私には大好きな人がいます。その人は誰よりも何よりも優しい人でした。不器用な私に甘えること、泣くことを教えてくれました。いつでも彼は私の側にいて頭をなでてくれました。 私は少し欝のところがあって急に落ち込んで泣きだしたり、しゃべらなくなったりしてしまうこともありました。そんな私は友人や家族にさえ理解されずにおかしな子として扱われてきました。毎日が苦しくてわけもなく死ぬことを考えていました。 けど今私がこうして生きているのは全て彼のおかげです。彼は私の全部を愛してくれました。その愛は本当に深いもので、愛されることを知らなかった私にとってはありえないことでした。 『私にはこの人さえいればいい』そう考える毎日が続いていました。『高校を卒業したらずっと一緒にいたい』それが願いでした。 けどその願いが叶わないことは私も彼も分かっていました。 私と彼の歳の差は19歳。 それに彼はバツイチでした。
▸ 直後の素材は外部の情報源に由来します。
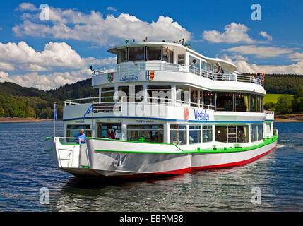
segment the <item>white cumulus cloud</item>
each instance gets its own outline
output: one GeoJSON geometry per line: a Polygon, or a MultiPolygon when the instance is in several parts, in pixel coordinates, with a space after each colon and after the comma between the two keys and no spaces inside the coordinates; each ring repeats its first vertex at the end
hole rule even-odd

堅い両親が私達の仲を認めてくれないことは分かっていました。 それでも私は彼のことが大好きで仕方ありませんでした。 二人の恋はどんな形であっても続いていくものだと思っていました。 そんなある日、彼は天国へと旅立ちました。 最後に彼が私に残してくれていたものがありました。
『誕生日おめでとう。 俺はずっとお前の側にいる。何も心配いらない。たとえ一緒になれなくても、俺はお前を幸せにするから』
そのメッセージカードと私にぴったりのリングがおいてありました。 私はリングを握りしめ嘘つきだと泣きました。 その日は1日中、彼のことを思い出し涙しました。 それからは私は強く生きようと決意しました。 誕生日を迎え、彼のリングをはめて私の新たな人生の一歩を踏み出したのです。 今も輝く彼の指輪。 私は一生彼と共に残された私の人生を歩んでいきます。